It is also actively exploring new seaborne export opportunities, particularly targeting Sri Lanka and Bangladesh, through its DG Khan plant site.

The company emphasized that diversification into sea exports would reduce reliance on a single market and provide a new growth avenue as utilization levels improve.

FCCL has already established itself as Pakistan’s largest exporter to Afghanistan, but management sees seaborne markets as critical for long-term export sustainability.

Meanwhile, the company reiterated its focus on cost efficiency through higher local coal usage and expansion of in-house power generation, following the recent addition of 15MW solar capacity.

FCCL reported a profit of Rs13.3bn for FY25, a 62% jump from the previous year, dividend was proposed at Rs1.25 per share.

FCCL met nearly 95% of its packaging requirements internally, generating savings of Rs4 per bag compared to outsourced procurement.

Total Sales rose 5.7% YoY to 5.37 million tons in FY25, with domestic sales advancing 5.5% to 4.81 million tons despite a 3% contraction in industry volumes.

Exports grew by 7.7% to 0.56 million tons, strengthening FCCL’s position as the country’s largest cement supplier to Afghanistan with a commanding 33% market share.
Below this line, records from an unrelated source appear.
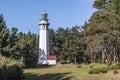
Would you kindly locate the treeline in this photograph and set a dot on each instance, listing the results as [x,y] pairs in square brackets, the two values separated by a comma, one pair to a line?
[18,45]
[98,40]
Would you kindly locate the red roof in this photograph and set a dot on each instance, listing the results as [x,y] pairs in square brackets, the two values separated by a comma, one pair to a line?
[51,57]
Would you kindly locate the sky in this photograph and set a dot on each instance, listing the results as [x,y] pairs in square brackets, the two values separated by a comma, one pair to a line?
[25,14]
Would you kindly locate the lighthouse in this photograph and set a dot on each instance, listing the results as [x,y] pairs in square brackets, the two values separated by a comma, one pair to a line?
[44,56]
[43,39]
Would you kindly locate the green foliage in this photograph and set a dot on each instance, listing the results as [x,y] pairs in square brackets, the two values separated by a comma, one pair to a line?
[98,70]
[114,66]
[115,72]
[10,69]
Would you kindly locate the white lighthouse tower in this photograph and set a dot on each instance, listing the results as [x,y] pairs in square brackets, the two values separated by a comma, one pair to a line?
[43,39]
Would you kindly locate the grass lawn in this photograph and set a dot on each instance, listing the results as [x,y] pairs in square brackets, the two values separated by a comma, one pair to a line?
[68,72]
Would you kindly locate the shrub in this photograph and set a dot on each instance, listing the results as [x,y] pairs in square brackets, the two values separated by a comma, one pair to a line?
[115,66]
[10,70]
[98,70]
[115,72]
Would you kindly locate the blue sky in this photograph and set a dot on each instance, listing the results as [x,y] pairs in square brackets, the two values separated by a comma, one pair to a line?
[25,14]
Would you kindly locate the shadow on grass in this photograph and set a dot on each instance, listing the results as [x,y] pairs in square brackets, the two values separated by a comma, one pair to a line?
[52,76]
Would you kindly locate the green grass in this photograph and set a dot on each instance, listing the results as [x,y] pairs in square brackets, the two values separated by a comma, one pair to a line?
[68,72]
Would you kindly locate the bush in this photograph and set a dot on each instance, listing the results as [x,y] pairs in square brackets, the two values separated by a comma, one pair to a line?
[115,66]
[115,72]
[10,70]
[98,70]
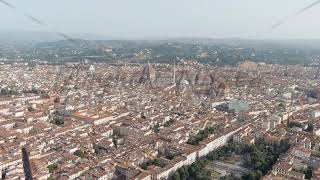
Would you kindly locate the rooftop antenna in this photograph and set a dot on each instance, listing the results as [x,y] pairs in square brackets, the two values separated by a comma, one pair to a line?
[26,164]
[174,72]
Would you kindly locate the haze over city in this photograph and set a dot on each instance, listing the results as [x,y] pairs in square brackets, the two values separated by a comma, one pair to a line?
[160,90]
[144,19]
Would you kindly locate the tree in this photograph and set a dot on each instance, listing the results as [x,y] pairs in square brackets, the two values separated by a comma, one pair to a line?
[52,167]
[80,153]
[176,176]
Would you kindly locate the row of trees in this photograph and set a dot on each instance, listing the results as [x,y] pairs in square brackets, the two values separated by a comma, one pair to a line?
[202,134]
[156,162]
[259,157]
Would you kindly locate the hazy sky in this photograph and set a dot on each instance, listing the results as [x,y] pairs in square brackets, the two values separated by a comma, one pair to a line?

Executives noted that while floods in Punjab and Sindh temporarily impacted September sales, demand is expected to normalize as reconstruction activity picks up. Housing remains the main driver of consumption, contributing nearly two-thirds of overall demand.

On the cost side, Waste heat recovery contributed 31%, solar 18%, fossil fuels 10%, while the grid supplied the balance. Coal sourcing leaned 75% towards local suppliers, with Afghan coal making up 25%. The company aims to push local coal reliance to 80–85% in FY26 to counter volatility in Afghan supply.

Meanwhile, royalty charges in Punjab rose sharply to Rs1,232 per ton after a shift from a fixed levy to 6% of ex-factory prices. Management disclosed that the case is under litigation in the Supreme Court.

FCCL, currently the third-largest cement producer in Pakistan with 13% market share, remains focused on strengthening vertical integration. In addition to the PP bag plant, management hinted at possible ventures into mining to secure coal supply.